The development of medical technology has revolutionized healthcare in the United States, advancing patient treatment across the nation. In response to the ever-evolving use of technology in the healthcare system, the Food and Drug Administration (FDA) has enforced regulations to ensure the safety and effectiveness of products. However, according to the National Institute of Minority Health and Disparities, some medical devices may not function as represented in all patients because they were approved after testing almost solely on white people.
Until February of this year, the United States had no significant requirements for diversity in clinical trials. This has meant that clinical trials were frequently dominated by white males.
Currently, according to Dr. Asad Siddiqui at The Hospital for Sick Children, Black people represent only 5% of clinical testing participants in the U.S. As a result, Blacks are more likely to be misdiagnosed and underdiagnosed than whites, resulting in delayed medical treatment and life-threatening health complications.
During the pandemic, no-contact infrared thermometers largely replaced oral thermometers. Because past studies on infrared thermometers declared that pigmentation was irrelevant to the devices’ accuracy, the FDA did not require clinical trials for these devices to include dark-skinned participants.
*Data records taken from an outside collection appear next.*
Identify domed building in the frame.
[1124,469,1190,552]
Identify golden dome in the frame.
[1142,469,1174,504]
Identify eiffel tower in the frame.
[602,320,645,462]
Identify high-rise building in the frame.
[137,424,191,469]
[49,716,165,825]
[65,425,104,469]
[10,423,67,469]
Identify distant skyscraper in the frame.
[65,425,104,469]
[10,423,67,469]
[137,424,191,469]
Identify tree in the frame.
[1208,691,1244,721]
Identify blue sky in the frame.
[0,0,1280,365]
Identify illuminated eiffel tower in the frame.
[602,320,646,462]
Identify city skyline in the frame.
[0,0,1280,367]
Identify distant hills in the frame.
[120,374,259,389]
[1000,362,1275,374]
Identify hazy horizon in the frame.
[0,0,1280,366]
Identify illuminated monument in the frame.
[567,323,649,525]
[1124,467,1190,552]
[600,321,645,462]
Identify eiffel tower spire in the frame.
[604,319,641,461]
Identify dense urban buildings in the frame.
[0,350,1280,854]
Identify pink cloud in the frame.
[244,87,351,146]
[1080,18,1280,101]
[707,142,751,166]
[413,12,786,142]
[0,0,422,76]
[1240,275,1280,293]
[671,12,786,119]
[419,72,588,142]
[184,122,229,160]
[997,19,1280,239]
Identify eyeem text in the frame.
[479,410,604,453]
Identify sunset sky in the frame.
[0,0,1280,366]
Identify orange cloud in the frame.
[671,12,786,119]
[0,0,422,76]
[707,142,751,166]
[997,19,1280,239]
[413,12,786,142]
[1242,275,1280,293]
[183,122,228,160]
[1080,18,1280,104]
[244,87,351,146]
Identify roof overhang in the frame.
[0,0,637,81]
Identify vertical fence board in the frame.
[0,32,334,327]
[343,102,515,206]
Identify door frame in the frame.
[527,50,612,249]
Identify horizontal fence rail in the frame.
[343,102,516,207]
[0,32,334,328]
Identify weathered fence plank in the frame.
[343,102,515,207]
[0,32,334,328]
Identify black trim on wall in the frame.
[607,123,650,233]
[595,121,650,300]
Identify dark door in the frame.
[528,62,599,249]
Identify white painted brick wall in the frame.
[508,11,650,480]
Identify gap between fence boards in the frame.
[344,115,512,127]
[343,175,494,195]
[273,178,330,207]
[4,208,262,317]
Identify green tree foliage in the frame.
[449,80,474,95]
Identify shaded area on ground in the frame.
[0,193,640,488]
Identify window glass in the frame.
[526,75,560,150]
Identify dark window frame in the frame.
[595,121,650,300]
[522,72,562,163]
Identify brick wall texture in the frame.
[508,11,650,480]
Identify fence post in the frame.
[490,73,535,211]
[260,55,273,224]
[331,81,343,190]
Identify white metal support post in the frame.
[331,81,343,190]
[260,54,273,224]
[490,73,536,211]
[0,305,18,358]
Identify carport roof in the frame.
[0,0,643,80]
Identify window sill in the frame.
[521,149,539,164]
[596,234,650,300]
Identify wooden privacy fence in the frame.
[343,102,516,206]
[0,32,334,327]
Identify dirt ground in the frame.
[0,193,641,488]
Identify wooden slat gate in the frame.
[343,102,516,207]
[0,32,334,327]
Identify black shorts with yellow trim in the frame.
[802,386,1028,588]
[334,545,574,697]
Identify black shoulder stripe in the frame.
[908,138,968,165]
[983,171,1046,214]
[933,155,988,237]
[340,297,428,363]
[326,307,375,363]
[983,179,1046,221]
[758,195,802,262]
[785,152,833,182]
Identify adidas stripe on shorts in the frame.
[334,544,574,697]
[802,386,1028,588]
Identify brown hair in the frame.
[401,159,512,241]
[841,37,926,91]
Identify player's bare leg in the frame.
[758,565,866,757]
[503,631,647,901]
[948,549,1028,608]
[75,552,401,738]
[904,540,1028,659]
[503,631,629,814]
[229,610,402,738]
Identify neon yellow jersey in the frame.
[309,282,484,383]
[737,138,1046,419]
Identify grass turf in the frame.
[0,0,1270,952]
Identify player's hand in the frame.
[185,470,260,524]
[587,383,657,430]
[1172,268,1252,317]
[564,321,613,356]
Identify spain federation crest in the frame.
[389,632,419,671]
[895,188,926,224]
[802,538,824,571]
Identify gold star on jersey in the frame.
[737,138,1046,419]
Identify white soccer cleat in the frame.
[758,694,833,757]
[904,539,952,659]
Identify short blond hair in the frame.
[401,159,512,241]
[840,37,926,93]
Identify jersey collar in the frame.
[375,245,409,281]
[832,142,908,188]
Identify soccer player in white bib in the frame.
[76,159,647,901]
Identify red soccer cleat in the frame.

However, multiple studies have now shown that these thermometors are not equipped to detect fevers accurately in dark-skinned patients, possibly delaying their treatment and access to care.
Emory University School of Medicine analyzed the differences between Black and white patients’ oral and infrared thermometer readings, and concluded that the infrared thermometer could not detect 26% of fevers in African-Americans. There was no significant difference in the temperature readings between infrared and oral thermometer readings for white.
The FDA’s refusal to ensure the device accurately measures temperature in all patients has resulted in the underdiagnosis among Black patients of severe and sometimes lethal hypoxemia, a common complication of Covid that requires oxygen treatment.
The FDA is coming to recognize skin pigmentation’s influence on the accuracy of pulse oximeters, however, their regulations do not yet require sufficient diversity in clinical trials.
The FDA currently only requires clinical trials to contain two dark-skinned participants or 15% of the clinical pool — whichever is larger. However, the FDA does not define “darkly pigmented” skin, leaving the term up to the researchers’ interpretation. Thus, the current guidelines do not guarantee the device’s effectiveness for the wide variety of skin pigmentation found in Americans.
Medical technology is fundamental in treating and diagnosing illness, and the FDA’s negligence in clinical trials has compromised the health of many Americans.
Clinical trials must use diverse testing groups for new medical technology to ensure equitable and accurate diagnosis and treatment for all.